Gita2 napisał(a): Drogi Elbrusie, jak zauważyłeś poszerzyłam wątek, przykro mi, że nie podoba Ci się to. Możesz robić co uważasz za stosowne, jednak jeśli temat jest o Intronizacji, to po co rozmawiać o czymś, co jest podnoszone w innych tematach, a z intronizacją związane nie jest?
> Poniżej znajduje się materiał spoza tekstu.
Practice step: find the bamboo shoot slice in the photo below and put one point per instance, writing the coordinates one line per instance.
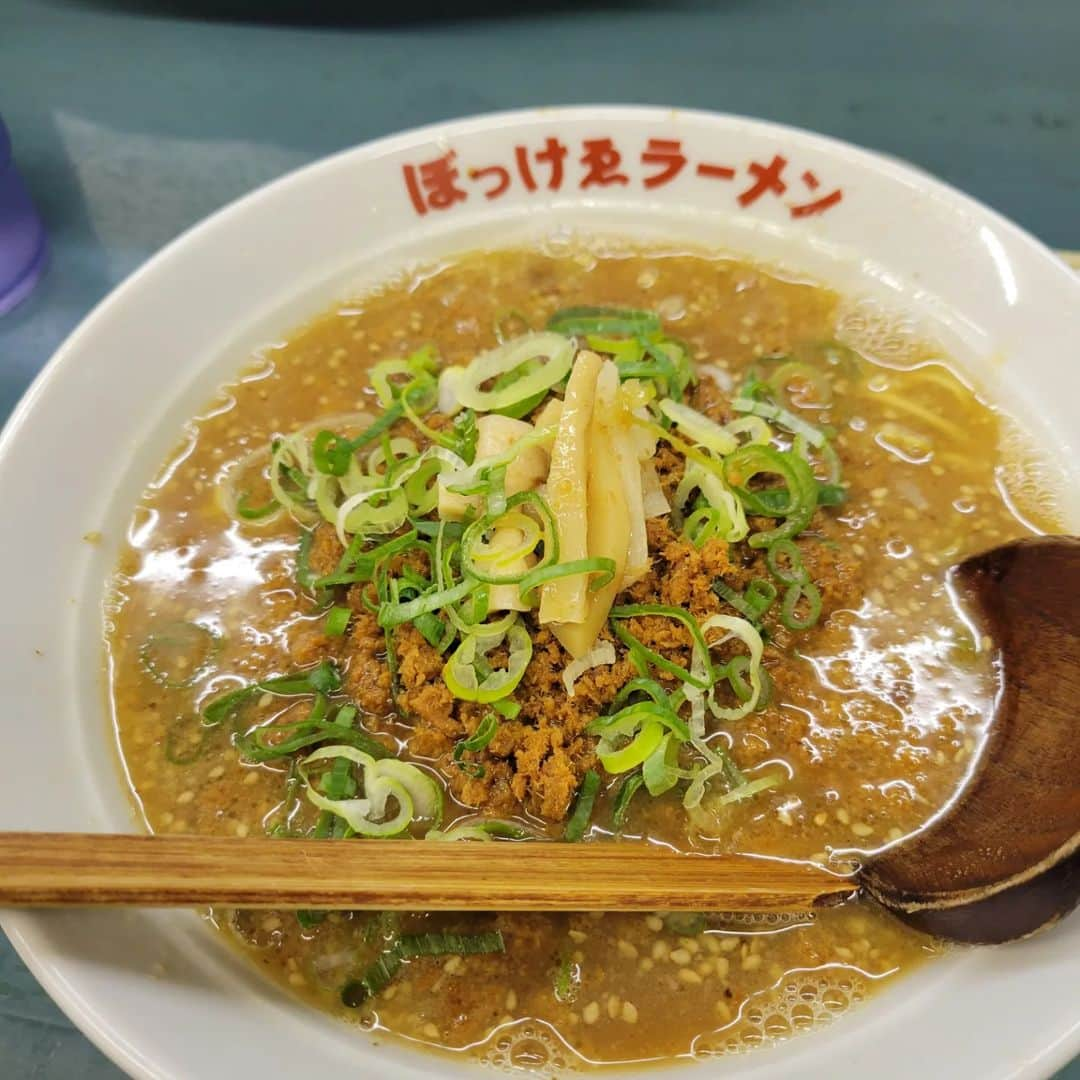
(607, 512)
(565, 599)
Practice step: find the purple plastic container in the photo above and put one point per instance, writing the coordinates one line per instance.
(22, 234)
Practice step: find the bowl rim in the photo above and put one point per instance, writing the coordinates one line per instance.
(22, 927)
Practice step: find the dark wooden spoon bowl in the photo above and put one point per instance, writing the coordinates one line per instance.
(1003, 860)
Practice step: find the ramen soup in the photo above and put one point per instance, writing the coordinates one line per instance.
(551, 547)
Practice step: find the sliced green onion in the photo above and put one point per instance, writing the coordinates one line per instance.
(566, 985)
(305, 576)
(631, 756)
(788, 616)
(442, 943)
(750, 636)
(415, 793)
(323, 678)
(356, 565)
(337, 621)
(782, 416)
(750, 788)
(578, 821)
(604, 568)
(794, 572)
(288, 738)
(556, 351)
(754, 603)
(476, 742)
(375, 980)
(394, 613)
(468, 676)
(698, 426)
(489, 828)
(728, 520)
(630, 787)
(578, 321)
(250, 513)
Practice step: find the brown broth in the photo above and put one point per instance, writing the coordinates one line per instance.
(876, 716)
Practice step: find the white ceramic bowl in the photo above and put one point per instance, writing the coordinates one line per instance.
(158, 991)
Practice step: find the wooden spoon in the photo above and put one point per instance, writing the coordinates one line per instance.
(1001, 861)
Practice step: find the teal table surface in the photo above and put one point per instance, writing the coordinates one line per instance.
(133, 120)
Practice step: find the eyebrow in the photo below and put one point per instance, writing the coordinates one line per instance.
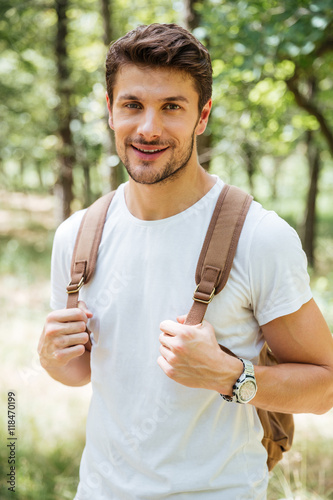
(131, 97)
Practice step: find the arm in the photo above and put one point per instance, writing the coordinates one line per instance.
(302, 342)
(303, 382)
(61, 346)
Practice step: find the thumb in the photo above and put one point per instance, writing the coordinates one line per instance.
(182, 319)
(84, 308)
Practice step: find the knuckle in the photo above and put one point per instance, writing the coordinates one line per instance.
(170, 372)
(82, 326)
(178, 347)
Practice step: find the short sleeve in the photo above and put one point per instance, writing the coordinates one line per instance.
(279, 280)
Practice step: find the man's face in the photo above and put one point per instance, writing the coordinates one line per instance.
(156, 120)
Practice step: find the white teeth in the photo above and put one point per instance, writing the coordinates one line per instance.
(150, 150)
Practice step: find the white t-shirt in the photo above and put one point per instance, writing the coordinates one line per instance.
(149, 437)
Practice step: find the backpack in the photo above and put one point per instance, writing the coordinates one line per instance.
(213, 269)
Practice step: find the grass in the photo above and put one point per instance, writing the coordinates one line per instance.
(51, 417)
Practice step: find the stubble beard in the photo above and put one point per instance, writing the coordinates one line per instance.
(171, 170)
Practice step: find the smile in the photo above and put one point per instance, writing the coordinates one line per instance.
(149, 151)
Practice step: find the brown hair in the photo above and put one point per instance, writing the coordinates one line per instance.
(163, 46)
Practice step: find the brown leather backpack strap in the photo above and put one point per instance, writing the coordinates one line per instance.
(219, 248)
(86, 247)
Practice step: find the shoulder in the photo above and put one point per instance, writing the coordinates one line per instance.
(266, 233)
(68, 229)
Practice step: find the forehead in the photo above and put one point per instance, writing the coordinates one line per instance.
(147, 81)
Skoro dla istnienia Polski Intronizacja nie jest potrzebna (bo Polska nie zginie dzięki wychowaniu patriotycznemu), to może rzeczywiście nie jest potrzebna, a objawienie przekazane Służebnicy Bożej nie było takie dokładne i ważne dla Kościoła jak krzewiciele idei Intronizacji to przedstawiają?
_________________ The first to plead is adjudged to be upright, until the next comes and cross-examines him. (Proverbs 18:17)
Słuszna decyzja podjęta z niesłusznych powodów może nie być słuszna. (Weatherby Swann)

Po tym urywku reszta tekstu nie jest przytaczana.